My childhood. I was born and raised in Alexandria, Egypt, of Greek parents. At that time the country was very much under the influence of the British Empire. In fact, the first schools that I had were British. And in fact when I was a child and I was ten years old I remember I spoke English much better than I spoke Greek so my father at home had to sometimes translate my English to my mother whose English was not as good as his. So at that particular time, the dream that we had, the dream that my parents had was that we would grow up and graduate from the English high schools and then go to England and continue our education. From my early childhood I was mostly interested in science. A lot of it was mostly on the engineering side, I would say. Although, I remember also being reasonably infatuated with some aspects of biology, not the medicine part, mostly the biology of other living things and also small living things including plants.

I was born in ’47. ←move this up?

Biology was very, very primitive of course. And the biology we learned in school was extremely primitive. So my interest in biology was more in terms of hands on. Digging up ant nests or catching worms or butterflies. It was a pretty interesting ecology, of course, in Egypt. There were very many interesting species. So that in many ways captivated my interest and my imagination. Although I must be also very candid in saying that, you know, sports was also a very large part of my life. Football, what they call in this country soccer, was also dominating my life. My father was a famous soccer player so I grew up steeped in the football, the real football tradition.

I still keep it. I’m as fanatical as ever. I’m a fanatical fan of Arsenal in England and of a Greek team called AEK. My heartbeat always goes up the most when I am in a soccer game especially if it involves any of these two teams.

So I finished high school in Cairo. By that time, you know, I had to move to a Greek high school, which I finished in ’65. Then I moved to Greece to the National Technical University of Athens in Athens, Greece, which was a five-year university where I got a diploma in mechanical and electrical engineering. I was always interested in pursuing my education for advanced degrees. And at that time the only way you could actually come to the U.S. or any other place to get an advanced degree was if you focused on engineering, especially if you needed financial assistance, which was the case for me.

So I upon graduation in 1970 I had already been applying to various graduate schools in the U.S. I was admitted to the University of New Hampshire and also at Northwestern University in Evanston, Illinois and I grabbed that opportunity and came to the U.S. in 1970 and enrolled in the graduate school of Northwestern University. In five years I earned a PhD in mechanical engineering and astronautical sciences.
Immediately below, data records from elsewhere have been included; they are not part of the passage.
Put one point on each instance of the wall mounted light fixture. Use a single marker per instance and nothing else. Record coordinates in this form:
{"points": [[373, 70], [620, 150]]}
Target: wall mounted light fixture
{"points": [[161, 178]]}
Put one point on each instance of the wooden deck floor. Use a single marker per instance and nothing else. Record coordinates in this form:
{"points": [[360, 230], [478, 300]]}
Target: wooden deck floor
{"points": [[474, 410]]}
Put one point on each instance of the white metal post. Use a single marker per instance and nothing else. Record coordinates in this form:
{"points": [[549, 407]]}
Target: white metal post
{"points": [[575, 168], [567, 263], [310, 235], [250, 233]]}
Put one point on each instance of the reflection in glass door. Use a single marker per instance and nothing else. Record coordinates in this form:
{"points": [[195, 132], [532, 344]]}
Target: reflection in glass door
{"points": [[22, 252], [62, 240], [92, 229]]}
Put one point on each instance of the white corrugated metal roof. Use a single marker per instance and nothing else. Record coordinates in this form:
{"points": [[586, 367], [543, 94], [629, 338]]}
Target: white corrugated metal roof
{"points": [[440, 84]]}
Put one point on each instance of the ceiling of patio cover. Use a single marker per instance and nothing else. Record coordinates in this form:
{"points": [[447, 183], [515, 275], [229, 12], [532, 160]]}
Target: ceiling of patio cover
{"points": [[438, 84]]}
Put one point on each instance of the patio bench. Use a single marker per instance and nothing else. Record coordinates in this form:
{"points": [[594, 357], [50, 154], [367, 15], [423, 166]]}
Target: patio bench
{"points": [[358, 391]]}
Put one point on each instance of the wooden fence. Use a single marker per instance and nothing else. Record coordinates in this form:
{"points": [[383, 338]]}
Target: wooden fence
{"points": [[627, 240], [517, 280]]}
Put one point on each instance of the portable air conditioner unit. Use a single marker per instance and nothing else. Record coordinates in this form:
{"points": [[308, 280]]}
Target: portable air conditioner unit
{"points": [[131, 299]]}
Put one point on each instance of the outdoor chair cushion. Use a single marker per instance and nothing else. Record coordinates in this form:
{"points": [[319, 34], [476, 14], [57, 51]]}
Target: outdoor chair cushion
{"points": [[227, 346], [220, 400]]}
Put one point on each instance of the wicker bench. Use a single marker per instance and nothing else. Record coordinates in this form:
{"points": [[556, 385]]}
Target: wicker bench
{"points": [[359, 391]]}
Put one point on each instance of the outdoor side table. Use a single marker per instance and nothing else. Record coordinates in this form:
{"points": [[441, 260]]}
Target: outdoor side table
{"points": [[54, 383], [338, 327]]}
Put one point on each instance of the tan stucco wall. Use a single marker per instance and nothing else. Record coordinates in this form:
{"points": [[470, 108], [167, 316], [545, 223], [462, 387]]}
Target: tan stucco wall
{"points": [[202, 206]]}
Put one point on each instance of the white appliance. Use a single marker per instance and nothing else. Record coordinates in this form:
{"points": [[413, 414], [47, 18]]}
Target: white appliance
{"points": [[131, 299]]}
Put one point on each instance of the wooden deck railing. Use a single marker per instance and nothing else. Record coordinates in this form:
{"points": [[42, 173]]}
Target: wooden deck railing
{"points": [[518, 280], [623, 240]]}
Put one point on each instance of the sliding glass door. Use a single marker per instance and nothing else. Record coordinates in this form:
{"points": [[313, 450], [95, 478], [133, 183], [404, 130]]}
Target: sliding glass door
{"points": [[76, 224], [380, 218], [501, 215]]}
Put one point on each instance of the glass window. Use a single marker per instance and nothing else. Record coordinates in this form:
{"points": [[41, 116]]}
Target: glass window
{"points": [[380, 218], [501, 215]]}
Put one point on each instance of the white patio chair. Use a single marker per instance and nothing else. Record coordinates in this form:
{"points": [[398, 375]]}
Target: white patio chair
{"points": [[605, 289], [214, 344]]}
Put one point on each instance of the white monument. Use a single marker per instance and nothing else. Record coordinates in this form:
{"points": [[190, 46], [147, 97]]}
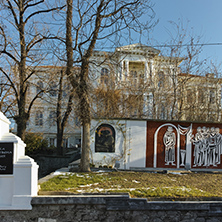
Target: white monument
{"points": [[18, 173]]}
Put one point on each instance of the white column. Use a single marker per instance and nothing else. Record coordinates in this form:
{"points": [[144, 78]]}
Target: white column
{"points": [[127, 69], [121, 71], [146, 76]]}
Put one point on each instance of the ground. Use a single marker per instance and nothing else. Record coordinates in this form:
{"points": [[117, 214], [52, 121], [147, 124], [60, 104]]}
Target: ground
{"points": [[151, 185]]}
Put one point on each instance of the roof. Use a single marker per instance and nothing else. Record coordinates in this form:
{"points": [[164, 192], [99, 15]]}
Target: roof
{"points": [[138, 48]]}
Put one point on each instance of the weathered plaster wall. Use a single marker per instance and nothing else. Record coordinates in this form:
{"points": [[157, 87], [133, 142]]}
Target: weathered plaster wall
{"points": [[137, 143], [113, 208]]}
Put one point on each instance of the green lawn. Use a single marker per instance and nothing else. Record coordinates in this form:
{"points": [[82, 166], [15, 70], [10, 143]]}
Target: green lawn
{"points": [[196, 186]]}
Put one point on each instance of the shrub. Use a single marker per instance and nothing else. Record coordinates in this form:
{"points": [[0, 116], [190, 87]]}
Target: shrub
{"points": [[35, 143]]}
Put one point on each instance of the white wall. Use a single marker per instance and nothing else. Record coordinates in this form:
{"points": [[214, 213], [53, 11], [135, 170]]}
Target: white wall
{"points": [[130, 144], [137, 145]]}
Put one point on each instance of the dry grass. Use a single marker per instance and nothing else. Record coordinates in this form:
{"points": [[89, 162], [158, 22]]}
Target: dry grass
{"points": [[140, 184]]}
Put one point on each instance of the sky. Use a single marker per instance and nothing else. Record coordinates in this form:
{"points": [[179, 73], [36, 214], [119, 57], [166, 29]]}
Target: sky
{"points": [[204, 17]]}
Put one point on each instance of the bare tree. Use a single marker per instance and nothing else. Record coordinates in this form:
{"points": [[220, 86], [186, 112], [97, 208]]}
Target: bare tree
{"points": [[20, 36], [61, 115], [88, 22]]}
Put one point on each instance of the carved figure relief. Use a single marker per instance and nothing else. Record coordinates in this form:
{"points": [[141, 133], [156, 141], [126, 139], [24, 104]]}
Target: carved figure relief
{"points": [[207, 146], [169, 141]]}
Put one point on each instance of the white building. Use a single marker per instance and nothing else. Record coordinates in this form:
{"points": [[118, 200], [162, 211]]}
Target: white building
{"points": [[43, 115], [142, 73]]}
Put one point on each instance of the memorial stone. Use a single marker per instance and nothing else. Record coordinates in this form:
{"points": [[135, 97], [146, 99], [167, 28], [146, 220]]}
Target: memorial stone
{"points": [[18, 173]]}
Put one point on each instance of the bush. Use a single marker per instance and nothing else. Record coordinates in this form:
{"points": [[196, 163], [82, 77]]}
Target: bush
{"points": [[35, 143]]}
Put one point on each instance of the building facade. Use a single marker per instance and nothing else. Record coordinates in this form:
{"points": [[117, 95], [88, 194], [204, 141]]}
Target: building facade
{"points": [[43, 116], [133, 81]]}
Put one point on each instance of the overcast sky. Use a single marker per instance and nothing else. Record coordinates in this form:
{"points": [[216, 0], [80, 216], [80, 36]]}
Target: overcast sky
{"points": [[204, 16]]}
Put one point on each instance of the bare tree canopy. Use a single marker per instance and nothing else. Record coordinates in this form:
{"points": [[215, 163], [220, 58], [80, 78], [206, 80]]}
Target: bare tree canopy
{"points": [[21, 32], [104, 22]]}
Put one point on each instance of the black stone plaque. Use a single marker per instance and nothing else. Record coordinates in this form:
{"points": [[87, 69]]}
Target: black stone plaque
{"points": [[6, 158]]}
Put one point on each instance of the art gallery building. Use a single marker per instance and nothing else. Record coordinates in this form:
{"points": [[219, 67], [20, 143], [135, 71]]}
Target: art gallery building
{"points": [[152, 144]]}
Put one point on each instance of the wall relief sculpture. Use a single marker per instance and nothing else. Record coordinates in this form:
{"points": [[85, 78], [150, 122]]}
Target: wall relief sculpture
{"points": [[194, 145], [207, 146]]}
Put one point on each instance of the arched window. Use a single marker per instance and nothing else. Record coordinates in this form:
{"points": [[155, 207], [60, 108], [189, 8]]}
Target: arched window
{"points": [[104, 76], [39, 118], [105, 139]]}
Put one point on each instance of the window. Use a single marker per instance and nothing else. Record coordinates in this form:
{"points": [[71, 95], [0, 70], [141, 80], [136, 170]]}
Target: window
{"points": [[105, 139], [66, 89], [65, 142], [52, 141], [52, 118], [212, 96], [161, 79], [104, 76], [53, 88], [201, 96], [39, 118], [39, 87], [133, 75]]}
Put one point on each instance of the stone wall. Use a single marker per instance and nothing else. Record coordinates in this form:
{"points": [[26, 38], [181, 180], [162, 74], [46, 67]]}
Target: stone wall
{"points": [[116, 208], [49, 163]]}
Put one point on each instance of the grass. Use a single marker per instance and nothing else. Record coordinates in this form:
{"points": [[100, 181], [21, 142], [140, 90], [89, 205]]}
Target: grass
{"points": [[196, 186]]}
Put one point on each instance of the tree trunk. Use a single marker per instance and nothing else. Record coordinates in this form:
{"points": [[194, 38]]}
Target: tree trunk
{"points": [[21, 121], [85, 159], [60, 142]]}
Even though the problems that I worked on didn’t have very much to do with engineering. They were mostly studying the problem of turbulence especially atmospheric turbulence both in the laboratory, experimentally that is, and also theoretically. And eventually also using high-speed computing and numerical methods which were just starting to come to be very prominent in the field. I got my PhD in the summer of 1975.

Ari Patrinos, currently is a president of Synthetic Genomics, Inc. He is best known for his leading roles in the development of the U.S. Global Change Research Program and the U.S. Human Genome Project. He earned his undergraduate degree from the National Technical University of Athens and Ph.D. in mechanical engineering and astronautical sciences from Northwestern University.

Patrinos has worked in Department of Energy (DOE) Laboratory system since 1973. His research area includes biomedical engineering, atmospheric turbulence, environmental chemistry, climate change, and statistical methods. In 1995 he became the Associate Director for Biological and Environmental Research in the DOE Office of Science and was responsible for human and microbial genome programs, structural biology, nuclear medicine and health effects, global environmental change. He helped create the DOE's Joint Genome Institute (JGI) in 1997 and developed the DOE's Genomes to Life Program.

He is a member of the American Association for the Advancement of Sciences, the American Society of Mechanical Engineers, the American Geophysical Union, and a Fellow of the American Meteorological Society.